Saffron didn’t bother approaching the botanical section, but instead ventured off through the lofty stacks into the medical section, looking for texts on poisons. It would be impossible to concentrate on work when the inspector’s questions and her own buzzed in her head like flies to a blooming Amorphophallus titanum. She picked a promising looking book off the shelf. Flipping through its tightly written pages, however, she found it was arranged by a list of toxins by name rather than by symptom. She replaced it and pulled down several others, no doubt sullying her white blouse and gray skirt with dust.

Saffron sat at one of the long center tables, dredging through unfamiliar medical terms for five minutes before returning for a book of medical terminology. After looking at list upon list of poisons, Saffron began to wonder if Mrs. Henry had been given a manmade toxin, something readily available. Saffron was sure that, somewhere, the minions of Inspector Green would be scouring the shops near the homes of all the partygoers, looking to see who had bought rat poison recently.

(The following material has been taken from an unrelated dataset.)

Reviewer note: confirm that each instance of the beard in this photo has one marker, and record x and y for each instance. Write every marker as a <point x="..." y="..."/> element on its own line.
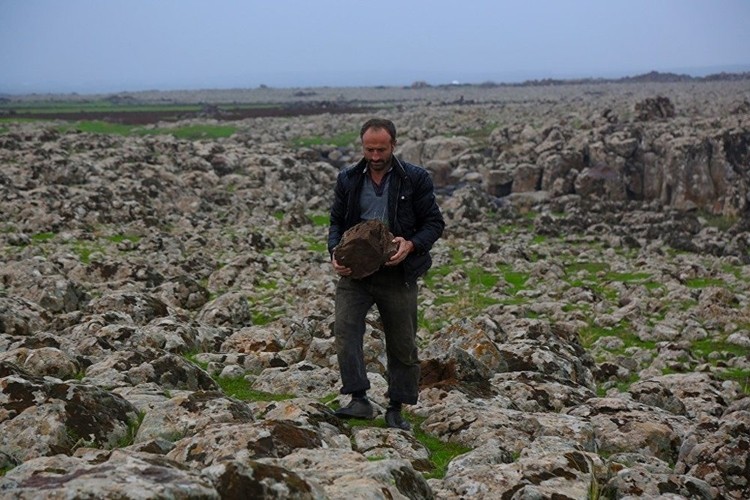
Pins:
<point x="380" y="165"/>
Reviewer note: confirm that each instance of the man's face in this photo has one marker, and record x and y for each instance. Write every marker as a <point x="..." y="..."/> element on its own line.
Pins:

The inspector said he couldn’t say, but something in how he’d spoken of the poison and glanced at his sergeant made Saffron think they didn’t know what the poison was. Surely he’d spoken with the doctors. If it was a common poison, then the doctors would recognize its symptoms and possibly identify it through a blood test of some kind. It was probably something obscure, then. Unfortunately, the faculty at the university had access to all kinds of toxic chemicals and plants. Had Inspector Green considered that? Yet another question.

Saffron contemplated all the plants in the university greenhouses. She knew all the plants growing there by heart, including which were currently flowering and producing fruit. She wrote the list out, then crossed off the ones that would not have any seriously toxic effects if consumed, and put a question mark next to the ones she was unsure of. Inspector Green would have his hands full narrowing down the possibilities. If, indeed, the inspector thought that a plant was responsible.

Her eyes fell on the name of a plant from south-central Mexico, brought back decades ago by Dr. Maxwell. The vine was a sickly yellow color and zigzagged around trees as it grew, clinging tightly to its host. Maxwell had named it the xolotl vine, after the Aztec god of death and lightning, since the growth pattern resembled a fork of lightning and the toxin in its leaves struck as quickly. Saffron had the feeling that Maxwell enjoyed the notorious reputation of his plant, occasionally still telling secondhand stories of people dropping to the ground immediately upon consumption. He’d warned everyone to treat the Solandra xolotum with the greatest caution and always wear gloves when tending to it. As a result, most people avoided it in the greenhouse, allowing it to take over a large section of a relatively empty greenhouse. Mr. Winters, the caretaker of the greenhouses, generally ignored it except for giving it water.